Désemparé – le mot est faible –, Fessologue s’accroche à son envie d’écrire un livre qui s’appellera, bien sûr, Black Bazar. Un livre dans lequel il n’y aura pas de mouton blanc. Pas de vieil homme qui va à la pêche avec un petit garçon. Pas de vieux qui lit des romans d’amour. Pas de jeune Japonaise mythomane. Pas d’ivrogne cherchant un tireur de vin de palme au pays des morts. Pas de grand amour au temps du choléra. Pas de peintre qui tue une femme rencontrée dans une exposition. Pas d’enfant avec un tambour, qui refuserait de grandir.
Mais alors, quoi ? « J’écris comme je vis, je passe du coq à l’âne et de l’âne au coq ».
Voici donc la vie ordinaire d’un Congolais arrivé en France quinze ans plus tôt, qui se débat avec ses peines de cœur et les grandes idées de ses interlocuteurs. Voici une succession de scènes hautes en couleurs, dans lesquelles s’échangent des certitudes sur l’Afrique et sur la colonisation, sur les femmes et la littérature, toutes certitudes reçues par Fessologue avec un brin de scepticisme.
C’est sûr, il préfère la compagnie de Louis-Philippe, un écrivain Haïtien dont il a fait la connaissance dans une librairie, lors d’une séance de signature. Chez Louis-Philippe, le rhum est bon, quoique puissant, et la conversation prend des chemins inattendus – comme Black Bazar qui serpente entre les grandes questions que se posent les hommes, et auxquelles ils répondent trop vite.
Fessologue a sa dignité congolaise : il est un adepte de la Sape, de la fringue chic. Weston, Church, Versace, Smalto, Cerruti sont ses amis. Jusqu’au jour où il n’en aura plus besoin, quand la valeur de l’apparence diminuera. C’est au moment où son roman se termine, après des journées entières passées à frapper sur sa machine, dans son appartement ou dans un parc. C’est au moment aussi où Sarah lui demande si sa couleur est aussi une couleur d’origine – elle est blanche.
Alain Mabanckou reprend un peu le fonctionnement de Verre cassé, son précédent roman. Il invente des propos qu’il aurait pu écouter. Il reconstitue des tranches de vie à partir de quelques détails. Il multiplie les clins d’œil littéraires qui sont autant d’hommages aux écrivains qu’il admire. Mais ce personnage-ci, au contraire de Verre cassé, n’a pas encore tout vécu. L’écriture s’en ressent, entre l’audace et la retenue, comme si le romancier avait éprouvé quelques difficultés à trouver la voix de Fessologue. Et pour cause : pendant Black Bazar, cette voix est en pleine mue.

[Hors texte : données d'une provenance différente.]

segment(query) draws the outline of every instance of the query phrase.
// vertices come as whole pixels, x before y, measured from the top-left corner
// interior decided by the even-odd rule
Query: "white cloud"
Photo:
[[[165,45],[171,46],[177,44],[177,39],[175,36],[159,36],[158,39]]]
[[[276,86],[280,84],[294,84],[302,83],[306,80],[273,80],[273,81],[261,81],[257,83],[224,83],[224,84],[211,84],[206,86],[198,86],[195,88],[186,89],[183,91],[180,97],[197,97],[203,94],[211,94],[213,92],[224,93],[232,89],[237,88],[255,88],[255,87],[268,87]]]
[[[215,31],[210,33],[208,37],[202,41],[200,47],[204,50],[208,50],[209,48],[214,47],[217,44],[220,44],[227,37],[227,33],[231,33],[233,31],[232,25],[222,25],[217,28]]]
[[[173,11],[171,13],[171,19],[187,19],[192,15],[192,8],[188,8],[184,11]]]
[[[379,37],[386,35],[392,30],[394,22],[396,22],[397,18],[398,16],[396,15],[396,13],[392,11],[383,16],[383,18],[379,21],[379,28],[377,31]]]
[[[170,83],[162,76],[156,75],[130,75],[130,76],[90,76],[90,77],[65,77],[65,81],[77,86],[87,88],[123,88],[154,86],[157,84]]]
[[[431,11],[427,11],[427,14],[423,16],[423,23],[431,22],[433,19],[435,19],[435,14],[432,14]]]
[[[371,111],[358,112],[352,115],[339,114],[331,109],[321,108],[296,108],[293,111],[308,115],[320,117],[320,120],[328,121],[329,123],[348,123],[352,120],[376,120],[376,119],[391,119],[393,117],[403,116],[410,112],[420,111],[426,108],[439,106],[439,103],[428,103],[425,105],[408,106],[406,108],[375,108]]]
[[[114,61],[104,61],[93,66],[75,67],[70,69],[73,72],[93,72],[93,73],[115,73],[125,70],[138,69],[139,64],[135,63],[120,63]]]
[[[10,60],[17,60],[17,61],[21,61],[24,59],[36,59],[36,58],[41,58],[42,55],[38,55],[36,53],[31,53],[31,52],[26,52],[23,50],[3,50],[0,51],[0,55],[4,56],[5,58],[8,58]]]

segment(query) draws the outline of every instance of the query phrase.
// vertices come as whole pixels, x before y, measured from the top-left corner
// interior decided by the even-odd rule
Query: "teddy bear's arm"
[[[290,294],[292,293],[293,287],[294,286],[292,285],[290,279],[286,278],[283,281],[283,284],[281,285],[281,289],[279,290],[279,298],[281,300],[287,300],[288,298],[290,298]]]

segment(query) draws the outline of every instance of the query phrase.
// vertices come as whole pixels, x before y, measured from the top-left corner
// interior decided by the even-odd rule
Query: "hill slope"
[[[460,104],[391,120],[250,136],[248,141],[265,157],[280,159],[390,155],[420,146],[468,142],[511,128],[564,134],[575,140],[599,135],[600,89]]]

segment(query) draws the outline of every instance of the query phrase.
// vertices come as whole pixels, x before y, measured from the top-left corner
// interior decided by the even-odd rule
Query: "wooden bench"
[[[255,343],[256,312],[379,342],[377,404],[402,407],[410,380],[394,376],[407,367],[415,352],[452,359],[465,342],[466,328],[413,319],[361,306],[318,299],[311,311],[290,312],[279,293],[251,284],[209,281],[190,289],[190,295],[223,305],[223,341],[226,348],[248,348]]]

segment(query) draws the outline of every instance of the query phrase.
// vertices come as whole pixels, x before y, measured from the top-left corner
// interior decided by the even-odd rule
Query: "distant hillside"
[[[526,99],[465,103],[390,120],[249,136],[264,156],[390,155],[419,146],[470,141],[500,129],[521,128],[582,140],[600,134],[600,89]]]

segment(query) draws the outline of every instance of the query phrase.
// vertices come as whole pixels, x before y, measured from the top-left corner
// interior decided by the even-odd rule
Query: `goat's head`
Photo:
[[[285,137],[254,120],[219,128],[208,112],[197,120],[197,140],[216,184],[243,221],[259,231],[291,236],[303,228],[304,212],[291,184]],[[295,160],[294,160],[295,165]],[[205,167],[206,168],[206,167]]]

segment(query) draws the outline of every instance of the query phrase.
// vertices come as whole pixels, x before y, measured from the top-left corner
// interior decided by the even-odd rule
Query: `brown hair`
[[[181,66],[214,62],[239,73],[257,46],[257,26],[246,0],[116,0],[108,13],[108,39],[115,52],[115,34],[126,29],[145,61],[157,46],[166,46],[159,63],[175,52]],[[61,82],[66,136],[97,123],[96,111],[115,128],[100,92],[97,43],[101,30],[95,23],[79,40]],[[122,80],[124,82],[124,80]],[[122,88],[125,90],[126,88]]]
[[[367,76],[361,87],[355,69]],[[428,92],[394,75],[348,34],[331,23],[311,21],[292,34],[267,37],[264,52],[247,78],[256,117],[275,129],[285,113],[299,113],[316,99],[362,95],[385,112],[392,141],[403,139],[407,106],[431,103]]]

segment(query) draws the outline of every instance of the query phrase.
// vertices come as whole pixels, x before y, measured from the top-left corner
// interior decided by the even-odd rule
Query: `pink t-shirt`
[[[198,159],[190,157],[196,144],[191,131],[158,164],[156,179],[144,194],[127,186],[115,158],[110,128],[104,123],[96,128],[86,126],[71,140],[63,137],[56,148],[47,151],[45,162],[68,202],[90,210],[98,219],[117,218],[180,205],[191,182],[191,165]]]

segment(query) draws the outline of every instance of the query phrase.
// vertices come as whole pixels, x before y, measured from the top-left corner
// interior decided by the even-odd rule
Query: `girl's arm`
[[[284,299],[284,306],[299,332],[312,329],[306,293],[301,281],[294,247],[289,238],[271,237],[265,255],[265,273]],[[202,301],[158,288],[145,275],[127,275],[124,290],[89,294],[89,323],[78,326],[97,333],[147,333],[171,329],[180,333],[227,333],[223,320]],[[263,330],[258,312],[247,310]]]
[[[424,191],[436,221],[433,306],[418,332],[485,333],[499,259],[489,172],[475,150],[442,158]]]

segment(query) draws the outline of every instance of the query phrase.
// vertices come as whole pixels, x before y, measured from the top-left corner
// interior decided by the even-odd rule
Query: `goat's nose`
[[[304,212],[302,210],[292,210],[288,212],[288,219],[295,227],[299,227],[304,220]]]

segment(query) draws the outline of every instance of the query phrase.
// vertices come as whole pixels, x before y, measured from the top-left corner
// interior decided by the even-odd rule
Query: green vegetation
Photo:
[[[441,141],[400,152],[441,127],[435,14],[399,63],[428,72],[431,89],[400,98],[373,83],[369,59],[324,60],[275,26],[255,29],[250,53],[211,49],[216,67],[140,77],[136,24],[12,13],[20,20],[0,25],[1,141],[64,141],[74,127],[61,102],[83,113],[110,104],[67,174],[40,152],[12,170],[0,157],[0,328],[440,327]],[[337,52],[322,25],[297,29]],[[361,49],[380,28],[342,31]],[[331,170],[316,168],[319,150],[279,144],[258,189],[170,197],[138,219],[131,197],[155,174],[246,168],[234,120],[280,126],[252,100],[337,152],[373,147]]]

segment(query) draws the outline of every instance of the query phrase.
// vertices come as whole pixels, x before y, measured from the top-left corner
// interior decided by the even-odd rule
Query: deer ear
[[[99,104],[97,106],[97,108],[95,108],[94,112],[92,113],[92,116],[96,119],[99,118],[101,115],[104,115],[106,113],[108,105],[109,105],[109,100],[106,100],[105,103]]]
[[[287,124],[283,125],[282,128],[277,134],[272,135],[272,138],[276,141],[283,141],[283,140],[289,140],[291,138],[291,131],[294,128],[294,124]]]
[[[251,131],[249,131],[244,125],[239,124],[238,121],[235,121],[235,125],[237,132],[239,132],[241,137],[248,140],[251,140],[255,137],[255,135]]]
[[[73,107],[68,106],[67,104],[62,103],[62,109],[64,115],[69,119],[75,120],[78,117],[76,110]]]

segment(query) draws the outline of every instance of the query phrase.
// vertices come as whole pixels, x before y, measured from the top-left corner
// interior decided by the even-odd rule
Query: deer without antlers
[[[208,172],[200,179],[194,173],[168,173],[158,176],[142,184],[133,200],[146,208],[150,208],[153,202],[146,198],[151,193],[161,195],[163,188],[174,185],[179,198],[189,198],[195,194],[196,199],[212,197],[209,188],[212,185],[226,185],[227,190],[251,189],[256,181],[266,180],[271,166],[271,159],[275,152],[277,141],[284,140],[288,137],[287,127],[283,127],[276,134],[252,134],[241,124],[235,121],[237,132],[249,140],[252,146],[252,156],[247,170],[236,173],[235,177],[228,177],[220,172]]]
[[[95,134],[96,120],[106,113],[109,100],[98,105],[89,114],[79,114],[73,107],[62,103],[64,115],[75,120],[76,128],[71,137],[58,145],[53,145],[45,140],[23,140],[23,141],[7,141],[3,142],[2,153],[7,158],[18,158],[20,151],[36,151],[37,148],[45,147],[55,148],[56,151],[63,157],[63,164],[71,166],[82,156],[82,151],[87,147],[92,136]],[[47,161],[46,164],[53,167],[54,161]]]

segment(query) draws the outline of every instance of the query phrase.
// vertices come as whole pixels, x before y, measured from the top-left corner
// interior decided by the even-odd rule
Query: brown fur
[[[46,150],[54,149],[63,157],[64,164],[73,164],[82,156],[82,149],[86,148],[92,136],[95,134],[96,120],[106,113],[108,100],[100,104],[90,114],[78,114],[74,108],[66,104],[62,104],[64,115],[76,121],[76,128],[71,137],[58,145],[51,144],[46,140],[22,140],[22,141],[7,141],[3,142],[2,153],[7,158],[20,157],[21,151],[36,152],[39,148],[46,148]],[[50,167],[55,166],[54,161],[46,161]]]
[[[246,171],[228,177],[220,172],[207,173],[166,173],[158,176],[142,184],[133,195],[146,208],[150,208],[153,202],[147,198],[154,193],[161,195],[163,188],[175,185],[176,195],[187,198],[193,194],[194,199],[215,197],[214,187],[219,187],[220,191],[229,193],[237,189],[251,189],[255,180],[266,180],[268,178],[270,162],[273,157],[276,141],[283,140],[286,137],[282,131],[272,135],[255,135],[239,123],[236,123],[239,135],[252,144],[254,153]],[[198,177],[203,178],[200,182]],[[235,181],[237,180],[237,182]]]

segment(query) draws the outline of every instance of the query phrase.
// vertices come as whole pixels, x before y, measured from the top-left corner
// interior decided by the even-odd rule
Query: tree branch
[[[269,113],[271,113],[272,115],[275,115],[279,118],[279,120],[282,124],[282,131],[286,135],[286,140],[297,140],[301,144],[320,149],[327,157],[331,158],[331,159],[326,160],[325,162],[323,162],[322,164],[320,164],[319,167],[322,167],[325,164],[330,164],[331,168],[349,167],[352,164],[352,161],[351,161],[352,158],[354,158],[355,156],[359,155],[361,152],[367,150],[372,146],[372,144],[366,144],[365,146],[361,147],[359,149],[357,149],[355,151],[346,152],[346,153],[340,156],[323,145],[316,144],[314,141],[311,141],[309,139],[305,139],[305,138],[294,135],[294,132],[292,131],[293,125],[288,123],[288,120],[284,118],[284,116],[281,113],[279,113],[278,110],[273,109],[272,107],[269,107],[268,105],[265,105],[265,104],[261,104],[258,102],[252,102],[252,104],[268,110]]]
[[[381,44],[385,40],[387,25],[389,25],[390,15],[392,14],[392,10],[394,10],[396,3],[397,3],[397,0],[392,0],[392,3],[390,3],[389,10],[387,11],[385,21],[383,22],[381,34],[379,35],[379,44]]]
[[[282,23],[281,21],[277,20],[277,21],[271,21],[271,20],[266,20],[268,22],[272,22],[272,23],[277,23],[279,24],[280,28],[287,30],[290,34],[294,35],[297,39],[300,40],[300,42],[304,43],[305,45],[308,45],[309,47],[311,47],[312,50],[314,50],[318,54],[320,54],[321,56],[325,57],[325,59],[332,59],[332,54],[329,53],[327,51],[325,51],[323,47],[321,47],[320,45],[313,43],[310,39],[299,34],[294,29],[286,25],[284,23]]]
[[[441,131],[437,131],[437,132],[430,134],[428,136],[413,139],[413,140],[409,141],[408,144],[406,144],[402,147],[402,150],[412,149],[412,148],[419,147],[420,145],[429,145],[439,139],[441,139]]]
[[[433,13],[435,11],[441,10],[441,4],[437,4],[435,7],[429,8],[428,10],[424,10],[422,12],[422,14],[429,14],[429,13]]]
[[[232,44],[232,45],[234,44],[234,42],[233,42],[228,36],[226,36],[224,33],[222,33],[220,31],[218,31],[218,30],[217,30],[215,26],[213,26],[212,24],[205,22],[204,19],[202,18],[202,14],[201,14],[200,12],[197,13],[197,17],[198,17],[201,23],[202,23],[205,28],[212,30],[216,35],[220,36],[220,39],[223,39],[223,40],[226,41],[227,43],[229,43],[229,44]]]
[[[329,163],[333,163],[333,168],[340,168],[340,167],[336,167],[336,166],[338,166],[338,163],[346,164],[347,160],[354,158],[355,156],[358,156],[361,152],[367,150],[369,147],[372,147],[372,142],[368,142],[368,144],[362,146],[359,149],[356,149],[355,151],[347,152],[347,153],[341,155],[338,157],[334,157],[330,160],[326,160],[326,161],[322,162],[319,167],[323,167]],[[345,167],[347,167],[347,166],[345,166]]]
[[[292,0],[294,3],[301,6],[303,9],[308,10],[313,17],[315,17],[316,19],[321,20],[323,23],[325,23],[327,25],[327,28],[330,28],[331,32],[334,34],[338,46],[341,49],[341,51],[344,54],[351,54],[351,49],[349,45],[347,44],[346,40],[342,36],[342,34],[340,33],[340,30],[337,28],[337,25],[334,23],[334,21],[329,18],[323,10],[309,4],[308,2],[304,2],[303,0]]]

Marlene Van Niekerk est sud-africaine, elle est née en 1954 et deux de ses livres ont été traduits en français, dont Agaat l'an dernier, présenté ainsi par Gallimard, son éditeur parisien:
Milla est clouée sur son lit, paralysée. Seule sa domestique noire prend soin de cette femme abandonnée de tous. Quarante ans plus tôt, Milla régnait pourtant en maîtresse sur cette grande ferme près du Cap, et sa vie était pleine de promesses. Maintenant, la mort est proche, et sa mémoire passe en revue les souvenirs éparpillés d’une vie en morceaux : la décision d’adopter Agaat – une petite fille noire – quand son mariage avec Jak ne lui donne pas les enfants espérés, puis la naissance tardive d’un fils qui transforme Agaat en servante, et les conflits incessants avec son mari… 

Milla est condamnée au silence, mais en clignant des yeux, elle espère encore communiquer avec Agaat qui veille sur elle, malgré tout. Entre loyauté et vengeance, fierté et tendresse, un combat silencieux s'engage entre les deux femmes, pendant qu’à l’extérieur le monde de l’apartheid vit ses toutes dernières heures. 
Agaat impressionne par sa puissance, à la fois épique et polyphonique, et plonge le lecteur dans un drame intime et familial d’une rare densité.